Friday, December 14, 2012

Infectious diseases are causing fewer deaths and illnesses worldwide than two decades ago, with fewer kids dying, but younger and middle-aged adults are bearing more of the overall medical burden


Global study notes progress against infectious diseases

Dec 13, 2012 (CIDRAP News) – Infectious diseases are causing fewer deaths and illnesses worldwide than two decades ago, with fewer kids dying, but younger and middle-aged adults are bearing more of the overall medical burden, according to a massive multipart study published today in The Lancet.

Titled the Global Burden of Disease Study 2010 (GBD 2010), the report represents the biggest systematic effort to portray the world's distribution and causes of a wide range of major diseases, injuries, and health risk factors, and the first since a 1990 GBD study was commissioned by the World Bank, according to a Lancet press release.

The latest effort took 5 years and involved 486 authors in 50 different countries. The Lancet today released an online issue containing the study's seven main articles plus eight related commentaries from experts.

The study was led by the Institute for Health Metrics and Evaluation (IHME) at the University of Washington, with main collaborators at the University of Queensland, Harvard School of Public Health, Johns Hopkins Bloomberg School of Public Health, University of Tokyo, Imperial College London, and World Health Organization (WHO).

This is the first time The Lancet has ever dedicated an entire issue to a single study, which journal editors will officially launch tomorrow at The Royal Society in London.

Christopher Murray, MD, DPhil, director of IHME, said in the press release e-mailed to reporters that study findings enable policymakers, health leaders, and informed citizens to see the big picture and weigh different factors such as specific diseases, risk factors, and demographics to understand the most important drivers of health loss.

Unlike the 1990 GBD study, the new study includes data generated from different points in time, allowing researchers to track how health indictors have changed over the last two decades. Another of the study's main findings is that since 1970 men and women across the world have gained slightly more than 10 years of life expectancy, though they spend more years livings with injury and illness.

Despite the global gain in life expectancy, some countries have seen declines, according to the first of the seven study articles. The authors reported that between 1970 and 2010 the AIDS epidemic in southern sub-Saharan Africa dropped the life expectancy for men by 1.3 years for women by 0.9 years.

In the second paper, which addressed the leading causes of death, researchers reported that deaths attributed to communicable, maternal, neonatal, and nutritional causes dropped by around 17% between 1990 and 2010. A substantial part of the decrease was driven by reductions in deaths caused by diarrheal disease, lower respiratory tract infections, neonatal conditions, measles, and tetanus.

However, despite the overall global decrease, communicable, maternal, and neonatal causes still accounted for half of all premature deaths in sub-Saharan Africa in 2010, the group reported. "The burden of HIV and malaria remain high, despite concerted efforts to tackle these communicable diseases in recent years," they wrote.

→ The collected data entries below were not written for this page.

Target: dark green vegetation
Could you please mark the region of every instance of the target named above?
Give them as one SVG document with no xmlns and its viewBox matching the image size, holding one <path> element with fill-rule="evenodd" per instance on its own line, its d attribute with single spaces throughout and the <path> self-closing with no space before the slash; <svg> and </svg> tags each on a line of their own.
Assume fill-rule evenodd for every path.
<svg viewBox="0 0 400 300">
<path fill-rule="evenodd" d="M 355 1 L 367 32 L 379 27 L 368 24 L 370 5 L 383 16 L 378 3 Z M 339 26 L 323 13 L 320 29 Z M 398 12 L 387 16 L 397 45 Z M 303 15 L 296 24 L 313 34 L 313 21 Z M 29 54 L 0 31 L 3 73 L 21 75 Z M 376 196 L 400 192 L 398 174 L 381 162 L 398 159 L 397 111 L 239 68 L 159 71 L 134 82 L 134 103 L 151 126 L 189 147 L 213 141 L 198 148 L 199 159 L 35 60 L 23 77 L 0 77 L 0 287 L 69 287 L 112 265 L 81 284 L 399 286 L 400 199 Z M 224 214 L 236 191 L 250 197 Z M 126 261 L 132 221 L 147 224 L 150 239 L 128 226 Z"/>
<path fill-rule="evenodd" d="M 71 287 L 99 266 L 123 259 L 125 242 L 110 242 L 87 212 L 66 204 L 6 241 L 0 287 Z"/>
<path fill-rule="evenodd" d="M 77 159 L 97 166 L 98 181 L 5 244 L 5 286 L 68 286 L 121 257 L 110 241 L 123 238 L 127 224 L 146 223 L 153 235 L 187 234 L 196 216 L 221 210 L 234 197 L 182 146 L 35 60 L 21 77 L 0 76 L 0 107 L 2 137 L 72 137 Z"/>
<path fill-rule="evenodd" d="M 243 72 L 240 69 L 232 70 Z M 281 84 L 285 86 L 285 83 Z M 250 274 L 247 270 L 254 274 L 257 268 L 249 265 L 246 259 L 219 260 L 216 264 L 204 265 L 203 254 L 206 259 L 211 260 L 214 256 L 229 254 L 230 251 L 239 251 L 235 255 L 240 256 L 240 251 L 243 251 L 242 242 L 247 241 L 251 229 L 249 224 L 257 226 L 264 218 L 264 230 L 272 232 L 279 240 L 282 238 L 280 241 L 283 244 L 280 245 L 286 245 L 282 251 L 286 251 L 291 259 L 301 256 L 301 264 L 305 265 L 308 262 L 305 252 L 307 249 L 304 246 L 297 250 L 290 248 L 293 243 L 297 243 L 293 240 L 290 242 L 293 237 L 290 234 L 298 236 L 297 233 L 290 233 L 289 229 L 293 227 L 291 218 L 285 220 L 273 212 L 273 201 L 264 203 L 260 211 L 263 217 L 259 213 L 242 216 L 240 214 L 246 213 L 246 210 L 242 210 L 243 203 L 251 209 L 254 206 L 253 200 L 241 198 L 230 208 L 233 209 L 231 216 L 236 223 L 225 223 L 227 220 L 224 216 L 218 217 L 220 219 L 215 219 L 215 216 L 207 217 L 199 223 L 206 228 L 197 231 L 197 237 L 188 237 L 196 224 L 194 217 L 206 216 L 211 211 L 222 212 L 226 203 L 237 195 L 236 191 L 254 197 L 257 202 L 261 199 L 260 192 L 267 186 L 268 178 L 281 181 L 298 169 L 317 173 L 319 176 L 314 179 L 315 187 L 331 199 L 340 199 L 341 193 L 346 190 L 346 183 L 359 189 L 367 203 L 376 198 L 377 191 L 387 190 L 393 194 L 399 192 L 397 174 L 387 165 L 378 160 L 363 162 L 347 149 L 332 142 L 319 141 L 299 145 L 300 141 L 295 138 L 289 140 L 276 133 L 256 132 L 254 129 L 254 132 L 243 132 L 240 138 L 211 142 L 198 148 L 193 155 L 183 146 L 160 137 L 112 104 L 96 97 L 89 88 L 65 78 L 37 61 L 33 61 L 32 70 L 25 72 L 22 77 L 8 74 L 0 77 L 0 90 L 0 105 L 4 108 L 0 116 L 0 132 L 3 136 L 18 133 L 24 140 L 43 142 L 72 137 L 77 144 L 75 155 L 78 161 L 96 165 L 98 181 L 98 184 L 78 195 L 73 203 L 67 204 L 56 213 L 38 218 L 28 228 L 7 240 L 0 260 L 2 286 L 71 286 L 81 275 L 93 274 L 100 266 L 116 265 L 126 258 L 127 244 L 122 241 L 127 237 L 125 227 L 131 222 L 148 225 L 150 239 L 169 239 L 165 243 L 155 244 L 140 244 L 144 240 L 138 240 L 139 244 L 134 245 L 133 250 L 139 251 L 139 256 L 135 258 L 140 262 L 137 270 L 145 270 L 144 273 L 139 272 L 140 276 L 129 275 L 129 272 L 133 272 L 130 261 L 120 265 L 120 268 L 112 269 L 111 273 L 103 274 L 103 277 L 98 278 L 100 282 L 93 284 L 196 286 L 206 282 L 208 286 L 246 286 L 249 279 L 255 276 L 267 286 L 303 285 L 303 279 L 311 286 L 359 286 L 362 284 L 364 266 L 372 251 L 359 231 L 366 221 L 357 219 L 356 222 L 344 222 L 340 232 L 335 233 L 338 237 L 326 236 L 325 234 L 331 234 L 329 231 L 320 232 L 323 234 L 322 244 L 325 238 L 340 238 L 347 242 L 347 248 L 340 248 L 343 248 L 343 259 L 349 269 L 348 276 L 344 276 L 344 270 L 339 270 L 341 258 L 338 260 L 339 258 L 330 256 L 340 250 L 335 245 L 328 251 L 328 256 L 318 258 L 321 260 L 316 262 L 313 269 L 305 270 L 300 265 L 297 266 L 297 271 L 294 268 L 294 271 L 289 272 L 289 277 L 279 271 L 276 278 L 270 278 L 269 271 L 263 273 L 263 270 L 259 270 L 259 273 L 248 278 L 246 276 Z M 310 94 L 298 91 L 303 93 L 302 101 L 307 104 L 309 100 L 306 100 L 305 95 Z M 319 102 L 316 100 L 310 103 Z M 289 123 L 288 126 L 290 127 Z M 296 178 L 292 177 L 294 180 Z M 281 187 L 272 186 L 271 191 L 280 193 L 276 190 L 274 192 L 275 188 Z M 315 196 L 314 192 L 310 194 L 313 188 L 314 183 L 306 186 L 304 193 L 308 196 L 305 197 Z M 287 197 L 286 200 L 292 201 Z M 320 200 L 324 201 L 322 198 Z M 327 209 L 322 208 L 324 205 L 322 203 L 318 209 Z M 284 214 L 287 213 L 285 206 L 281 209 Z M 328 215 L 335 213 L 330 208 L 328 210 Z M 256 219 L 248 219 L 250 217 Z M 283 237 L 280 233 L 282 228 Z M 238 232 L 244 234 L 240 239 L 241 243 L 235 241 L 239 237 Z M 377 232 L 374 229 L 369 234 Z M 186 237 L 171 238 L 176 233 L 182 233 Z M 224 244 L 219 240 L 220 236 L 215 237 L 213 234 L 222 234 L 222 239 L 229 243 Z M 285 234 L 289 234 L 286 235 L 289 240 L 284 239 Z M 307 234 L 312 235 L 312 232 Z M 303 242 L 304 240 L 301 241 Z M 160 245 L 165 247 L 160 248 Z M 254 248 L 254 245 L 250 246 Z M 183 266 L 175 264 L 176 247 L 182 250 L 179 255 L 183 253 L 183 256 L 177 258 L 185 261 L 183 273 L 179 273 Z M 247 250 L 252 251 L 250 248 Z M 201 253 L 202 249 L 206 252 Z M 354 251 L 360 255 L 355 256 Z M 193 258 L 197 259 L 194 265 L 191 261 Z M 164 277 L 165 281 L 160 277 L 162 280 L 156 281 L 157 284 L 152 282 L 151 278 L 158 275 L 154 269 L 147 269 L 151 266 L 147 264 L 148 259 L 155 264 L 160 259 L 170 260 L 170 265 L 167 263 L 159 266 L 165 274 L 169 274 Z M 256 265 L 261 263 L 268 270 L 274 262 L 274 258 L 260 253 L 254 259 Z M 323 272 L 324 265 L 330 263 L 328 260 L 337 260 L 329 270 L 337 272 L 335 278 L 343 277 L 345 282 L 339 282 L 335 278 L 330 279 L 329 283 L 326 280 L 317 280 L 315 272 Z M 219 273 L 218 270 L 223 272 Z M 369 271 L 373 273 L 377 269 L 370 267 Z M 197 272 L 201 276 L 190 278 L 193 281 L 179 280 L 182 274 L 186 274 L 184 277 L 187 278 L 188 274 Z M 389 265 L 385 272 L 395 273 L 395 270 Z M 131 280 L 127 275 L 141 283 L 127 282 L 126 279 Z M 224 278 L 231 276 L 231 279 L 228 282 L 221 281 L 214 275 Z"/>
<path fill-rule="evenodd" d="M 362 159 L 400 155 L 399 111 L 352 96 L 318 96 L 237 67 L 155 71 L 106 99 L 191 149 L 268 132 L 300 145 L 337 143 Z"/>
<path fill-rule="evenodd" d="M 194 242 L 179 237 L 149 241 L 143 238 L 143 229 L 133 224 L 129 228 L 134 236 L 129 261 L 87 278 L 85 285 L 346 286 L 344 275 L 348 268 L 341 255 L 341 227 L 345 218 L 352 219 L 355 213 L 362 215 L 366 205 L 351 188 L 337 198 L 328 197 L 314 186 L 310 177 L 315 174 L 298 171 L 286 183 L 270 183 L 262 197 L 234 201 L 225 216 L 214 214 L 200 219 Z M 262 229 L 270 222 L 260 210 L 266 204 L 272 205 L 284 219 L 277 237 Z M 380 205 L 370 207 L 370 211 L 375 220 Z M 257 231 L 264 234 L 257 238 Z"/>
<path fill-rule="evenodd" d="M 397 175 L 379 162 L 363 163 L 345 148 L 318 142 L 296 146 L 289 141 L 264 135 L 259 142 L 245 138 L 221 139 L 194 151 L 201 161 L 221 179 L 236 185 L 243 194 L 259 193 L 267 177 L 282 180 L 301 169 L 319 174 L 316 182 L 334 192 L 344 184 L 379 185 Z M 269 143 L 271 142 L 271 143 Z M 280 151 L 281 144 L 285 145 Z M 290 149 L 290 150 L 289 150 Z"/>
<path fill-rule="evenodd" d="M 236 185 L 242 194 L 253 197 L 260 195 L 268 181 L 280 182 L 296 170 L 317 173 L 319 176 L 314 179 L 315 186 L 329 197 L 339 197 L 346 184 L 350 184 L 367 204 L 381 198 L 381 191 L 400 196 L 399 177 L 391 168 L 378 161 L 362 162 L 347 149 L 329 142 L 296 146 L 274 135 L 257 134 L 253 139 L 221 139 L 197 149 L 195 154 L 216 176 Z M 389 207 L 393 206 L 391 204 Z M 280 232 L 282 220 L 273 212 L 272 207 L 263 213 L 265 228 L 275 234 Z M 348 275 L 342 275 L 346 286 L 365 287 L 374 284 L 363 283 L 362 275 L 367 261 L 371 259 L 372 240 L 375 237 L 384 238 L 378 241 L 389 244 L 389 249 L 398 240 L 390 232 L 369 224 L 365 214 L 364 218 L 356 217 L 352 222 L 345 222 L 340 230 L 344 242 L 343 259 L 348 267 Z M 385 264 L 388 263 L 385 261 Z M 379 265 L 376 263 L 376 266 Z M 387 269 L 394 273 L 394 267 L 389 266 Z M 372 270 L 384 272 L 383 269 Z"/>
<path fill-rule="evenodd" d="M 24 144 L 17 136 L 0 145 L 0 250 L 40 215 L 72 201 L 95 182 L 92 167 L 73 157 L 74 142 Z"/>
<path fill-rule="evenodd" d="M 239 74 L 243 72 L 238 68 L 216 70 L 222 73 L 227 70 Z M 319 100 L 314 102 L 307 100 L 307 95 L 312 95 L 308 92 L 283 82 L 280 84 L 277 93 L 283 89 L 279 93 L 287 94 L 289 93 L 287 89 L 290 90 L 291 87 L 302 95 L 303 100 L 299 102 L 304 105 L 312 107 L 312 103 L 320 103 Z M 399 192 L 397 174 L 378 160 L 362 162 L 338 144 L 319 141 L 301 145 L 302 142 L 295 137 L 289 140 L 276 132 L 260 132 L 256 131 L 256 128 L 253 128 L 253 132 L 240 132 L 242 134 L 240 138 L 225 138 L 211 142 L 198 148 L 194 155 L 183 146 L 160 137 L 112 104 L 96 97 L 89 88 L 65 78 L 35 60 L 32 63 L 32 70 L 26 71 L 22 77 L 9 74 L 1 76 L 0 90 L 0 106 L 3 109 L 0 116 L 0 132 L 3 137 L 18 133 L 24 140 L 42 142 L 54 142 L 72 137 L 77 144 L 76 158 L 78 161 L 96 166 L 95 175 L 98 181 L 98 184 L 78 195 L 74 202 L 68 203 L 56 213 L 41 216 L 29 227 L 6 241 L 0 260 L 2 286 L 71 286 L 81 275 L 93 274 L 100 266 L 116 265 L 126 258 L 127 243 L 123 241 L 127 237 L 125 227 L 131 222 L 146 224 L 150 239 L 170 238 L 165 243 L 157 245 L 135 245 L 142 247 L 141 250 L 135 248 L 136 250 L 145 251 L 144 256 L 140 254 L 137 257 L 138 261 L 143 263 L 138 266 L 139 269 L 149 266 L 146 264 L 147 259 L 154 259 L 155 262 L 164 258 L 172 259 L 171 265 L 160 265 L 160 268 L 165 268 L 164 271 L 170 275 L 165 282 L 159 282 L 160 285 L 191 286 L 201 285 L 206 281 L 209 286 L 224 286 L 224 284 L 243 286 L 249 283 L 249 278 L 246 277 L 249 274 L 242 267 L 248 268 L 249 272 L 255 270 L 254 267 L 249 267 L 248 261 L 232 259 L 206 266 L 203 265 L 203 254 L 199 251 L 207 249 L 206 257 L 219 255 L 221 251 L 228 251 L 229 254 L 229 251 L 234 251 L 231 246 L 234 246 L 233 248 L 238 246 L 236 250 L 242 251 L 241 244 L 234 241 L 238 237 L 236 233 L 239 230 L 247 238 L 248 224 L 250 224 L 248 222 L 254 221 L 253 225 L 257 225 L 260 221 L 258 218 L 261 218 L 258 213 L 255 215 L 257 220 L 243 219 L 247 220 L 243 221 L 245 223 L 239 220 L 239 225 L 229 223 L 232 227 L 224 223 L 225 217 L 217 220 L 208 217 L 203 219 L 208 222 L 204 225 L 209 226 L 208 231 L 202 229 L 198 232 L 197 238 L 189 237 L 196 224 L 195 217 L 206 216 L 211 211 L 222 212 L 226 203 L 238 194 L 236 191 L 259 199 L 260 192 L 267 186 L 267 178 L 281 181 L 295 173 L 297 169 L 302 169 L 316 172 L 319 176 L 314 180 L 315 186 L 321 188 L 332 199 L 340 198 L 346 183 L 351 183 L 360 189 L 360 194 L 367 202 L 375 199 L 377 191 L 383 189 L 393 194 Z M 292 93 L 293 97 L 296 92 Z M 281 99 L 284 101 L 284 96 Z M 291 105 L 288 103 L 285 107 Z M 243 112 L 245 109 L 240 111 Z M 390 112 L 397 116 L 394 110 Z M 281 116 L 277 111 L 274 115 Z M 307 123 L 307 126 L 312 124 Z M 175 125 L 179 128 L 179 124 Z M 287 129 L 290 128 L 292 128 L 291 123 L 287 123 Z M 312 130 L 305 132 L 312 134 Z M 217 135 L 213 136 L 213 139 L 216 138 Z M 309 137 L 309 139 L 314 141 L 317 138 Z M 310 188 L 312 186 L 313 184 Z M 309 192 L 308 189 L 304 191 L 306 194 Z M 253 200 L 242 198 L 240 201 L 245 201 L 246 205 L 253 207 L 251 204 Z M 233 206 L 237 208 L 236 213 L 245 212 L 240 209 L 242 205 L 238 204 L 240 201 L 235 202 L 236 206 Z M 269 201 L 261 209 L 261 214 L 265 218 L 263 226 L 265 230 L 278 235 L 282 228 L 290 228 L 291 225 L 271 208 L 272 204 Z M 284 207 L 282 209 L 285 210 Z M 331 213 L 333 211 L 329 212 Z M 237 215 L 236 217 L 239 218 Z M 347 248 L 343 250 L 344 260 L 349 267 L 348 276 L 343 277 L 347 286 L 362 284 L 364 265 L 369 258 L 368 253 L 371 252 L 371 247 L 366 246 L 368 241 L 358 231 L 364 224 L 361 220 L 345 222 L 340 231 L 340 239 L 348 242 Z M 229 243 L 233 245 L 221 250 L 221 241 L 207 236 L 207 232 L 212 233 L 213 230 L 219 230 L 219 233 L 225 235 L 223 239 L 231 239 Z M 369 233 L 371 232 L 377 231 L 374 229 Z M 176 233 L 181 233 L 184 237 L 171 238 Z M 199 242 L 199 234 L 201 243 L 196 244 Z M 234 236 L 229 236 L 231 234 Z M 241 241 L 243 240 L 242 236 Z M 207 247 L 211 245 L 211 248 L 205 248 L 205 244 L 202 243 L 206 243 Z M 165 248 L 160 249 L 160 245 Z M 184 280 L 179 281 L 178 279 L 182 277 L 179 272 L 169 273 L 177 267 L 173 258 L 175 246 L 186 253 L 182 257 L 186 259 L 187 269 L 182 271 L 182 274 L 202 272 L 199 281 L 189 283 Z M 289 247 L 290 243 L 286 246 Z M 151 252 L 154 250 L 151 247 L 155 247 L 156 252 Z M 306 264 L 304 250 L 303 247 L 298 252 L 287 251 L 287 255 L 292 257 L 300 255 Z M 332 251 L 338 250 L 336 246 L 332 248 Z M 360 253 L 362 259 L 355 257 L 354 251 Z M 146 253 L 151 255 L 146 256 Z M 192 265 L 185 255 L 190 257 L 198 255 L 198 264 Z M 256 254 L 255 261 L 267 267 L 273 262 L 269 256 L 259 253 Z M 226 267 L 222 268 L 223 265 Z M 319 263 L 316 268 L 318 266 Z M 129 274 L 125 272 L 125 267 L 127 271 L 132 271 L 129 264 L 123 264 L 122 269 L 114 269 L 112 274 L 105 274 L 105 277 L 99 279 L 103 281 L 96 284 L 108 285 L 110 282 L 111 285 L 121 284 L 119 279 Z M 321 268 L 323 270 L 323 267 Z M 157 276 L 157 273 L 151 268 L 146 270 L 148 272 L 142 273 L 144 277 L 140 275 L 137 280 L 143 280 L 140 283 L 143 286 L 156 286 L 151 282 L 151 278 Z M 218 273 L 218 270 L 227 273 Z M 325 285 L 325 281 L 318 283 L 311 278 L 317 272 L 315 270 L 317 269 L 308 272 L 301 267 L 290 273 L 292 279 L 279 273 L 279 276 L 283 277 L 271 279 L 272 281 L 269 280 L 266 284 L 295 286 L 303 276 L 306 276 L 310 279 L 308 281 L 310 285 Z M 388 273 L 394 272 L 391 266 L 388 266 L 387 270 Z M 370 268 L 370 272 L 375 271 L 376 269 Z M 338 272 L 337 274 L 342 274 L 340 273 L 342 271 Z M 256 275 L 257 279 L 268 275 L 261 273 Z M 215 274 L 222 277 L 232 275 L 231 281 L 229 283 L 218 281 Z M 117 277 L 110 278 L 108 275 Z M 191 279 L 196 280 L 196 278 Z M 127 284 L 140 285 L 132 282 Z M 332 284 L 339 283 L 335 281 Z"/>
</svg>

In articles that addressed healthy life expectancy and living with disability, researchers noted that over the years, Millennium Development Goals have been crafted to reduce the burden of specific diseases such as HIV, tuberculosis, and malaria, with varying results. Overall, however, disability has changed little, they note. They wrote that the findings are a reminder that health is about more than just avoiding death.

In the commentaries, Richard Horton, MD, editor-in-chief of The Lancet, wrote that infectious diseases are being controlled, but big gaps remain in some of the world's regions where, for example, tuberculosis and malaria each were estimated to have killed 1.2 million people in 2010.

He emphasized that the most affected area remains Africa. "Here, maternal, newborn, and child mortality, along with a broad array of vaccine-preventable and other communicable diseases, remain urgent concerns," Horton wrote.

Margaret Chan, MD, director-general of the WHO, wrote in a commentary that the WHO warmly welcomes the study and that accurate assessments of global health trends is essential for setting health policies. She said in many instances the findings are similar to recent WHO estimates, but some differ substantially.

The world needs common standards for sharing and documenting data, she said, adding that as a next step she will convene an expert group in 2013 to review work on global health estimates and discuss ways to improve estimates.

Chan reminded health officials that the real need is to close data gaps, especially in low- and middle-income countries so that global health groups don't need to rely on statistical modeling for gauging disease burden.